Posted in Uncategorized
on April 14, 2017

When I first created this space, I wanted to keep it as real as possible.. so here we go!

Yesterday, on our forty minute drive to a doctors appointment, I prayed.

In my twenty-(almost)six years of life, I can say most of those years have been spent living a far from perfect Christian lifestyle. My faith has seen dark days. My belief in God has been tested. I’ve seen hard times, resulting in me blaming God. It has always been easy to say I am Christian, although most of those years I claimed to be following and close to God – I wasn’t, and in fact was not proud of the person I was.

Today, I can say my faith is stronger than ever. I have built a relationship that I am proud of. Although I find myself always a work in progress, each day I strive to do what is right and be a better person.

These last few days have been hard. Nothing out of the ordinary hard, just hard. On our drive, it hit me that the only thing that has been hard about these last few days is myself. My patience has been thin and with a baby and toddler, patience is the only thing that keeps me sane throughout the day. I prayed for patience. I prayed about a lot of things actually. In all honesty, this was my longest talk with God yet.

After I finished, I didn’t feel any different. I went about the appointment and my day continued as normal.

On our way home, I was scanning the radio and just so happen to stop on Christian Radio (honestly never listen to this channel). I swear I continue to be amazed how God works. I don’t believe in coincidence, I believe that things happen because God intended them to happen that way, at that time. Me turning on this radio station was no coincidence, it was meant to happen. I have put in the bottom of this post what song came on and I urge you (or anyone who even reads this for that matter) to listen!
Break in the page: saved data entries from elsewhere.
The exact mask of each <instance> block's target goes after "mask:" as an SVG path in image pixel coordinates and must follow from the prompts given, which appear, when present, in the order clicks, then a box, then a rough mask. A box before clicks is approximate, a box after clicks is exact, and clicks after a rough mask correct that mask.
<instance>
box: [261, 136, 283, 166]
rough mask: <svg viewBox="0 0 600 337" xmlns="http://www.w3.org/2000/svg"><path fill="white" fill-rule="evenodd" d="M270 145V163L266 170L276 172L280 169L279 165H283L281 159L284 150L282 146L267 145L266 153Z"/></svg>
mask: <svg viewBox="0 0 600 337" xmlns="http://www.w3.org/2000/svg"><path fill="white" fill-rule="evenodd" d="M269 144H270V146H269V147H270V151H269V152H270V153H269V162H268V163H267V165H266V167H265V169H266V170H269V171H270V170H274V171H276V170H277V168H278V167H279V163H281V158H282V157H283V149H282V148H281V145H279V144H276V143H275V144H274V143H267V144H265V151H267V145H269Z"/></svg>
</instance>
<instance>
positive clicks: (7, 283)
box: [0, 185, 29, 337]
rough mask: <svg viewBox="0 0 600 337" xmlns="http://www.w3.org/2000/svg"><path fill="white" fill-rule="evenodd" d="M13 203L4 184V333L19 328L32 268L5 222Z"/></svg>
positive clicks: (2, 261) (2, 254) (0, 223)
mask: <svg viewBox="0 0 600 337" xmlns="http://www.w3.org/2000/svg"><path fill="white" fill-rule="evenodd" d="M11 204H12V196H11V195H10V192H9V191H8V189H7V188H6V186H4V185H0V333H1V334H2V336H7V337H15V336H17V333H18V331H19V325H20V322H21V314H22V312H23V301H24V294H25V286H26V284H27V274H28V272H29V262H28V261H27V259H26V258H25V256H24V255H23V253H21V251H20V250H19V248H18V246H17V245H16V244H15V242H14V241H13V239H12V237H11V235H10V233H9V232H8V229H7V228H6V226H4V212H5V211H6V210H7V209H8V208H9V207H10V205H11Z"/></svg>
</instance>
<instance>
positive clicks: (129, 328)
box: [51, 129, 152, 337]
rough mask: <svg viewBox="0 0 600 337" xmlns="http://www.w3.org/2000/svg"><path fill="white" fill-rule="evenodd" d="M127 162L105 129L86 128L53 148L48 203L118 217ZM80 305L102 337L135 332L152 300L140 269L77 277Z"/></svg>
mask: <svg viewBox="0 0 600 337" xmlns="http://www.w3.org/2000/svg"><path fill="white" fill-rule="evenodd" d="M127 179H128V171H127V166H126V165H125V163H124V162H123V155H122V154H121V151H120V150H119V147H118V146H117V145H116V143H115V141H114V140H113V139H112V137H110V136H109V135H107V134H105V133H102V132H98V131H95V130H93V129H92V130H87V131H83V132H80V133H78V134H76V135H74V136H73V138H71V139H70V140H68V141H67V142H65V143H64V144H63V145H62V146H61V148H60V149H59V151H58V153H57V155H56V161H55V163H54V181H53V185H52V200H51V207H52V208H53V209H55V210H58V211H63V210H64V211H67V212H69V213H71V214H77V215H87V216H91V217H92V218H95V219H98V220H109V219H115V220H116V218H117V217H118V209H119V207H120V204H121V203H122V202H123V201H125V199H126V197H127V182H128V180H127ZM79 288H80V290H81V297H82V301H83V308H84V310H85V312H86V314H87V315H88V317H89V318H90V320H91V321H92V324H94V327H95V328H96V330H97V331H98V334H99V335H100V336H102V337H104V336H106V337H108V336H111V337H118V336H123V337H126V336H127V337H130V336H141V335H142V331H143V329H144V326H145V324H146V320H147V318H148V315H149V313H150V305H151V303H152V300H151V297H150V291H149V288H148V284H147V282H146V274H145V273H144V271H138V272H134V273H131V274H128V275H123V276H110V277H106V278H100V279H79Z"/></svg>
With Easter around the corner, and in the hustle and bustle of prepping Easter baskets and stuffing eggs, I hope we remember the true meaning behind this day. I truly am eternally grateful for Easter and all it stands for, and I hope to instill the importance of this in my children instead of getting so wrapped up in the goodies. I decided to write this post because it is near and dear to my heart. Maybe all my stress and worry caused me to pray, turn on this song just in time for Easter so I can be reminded of all this.. Coinsidence?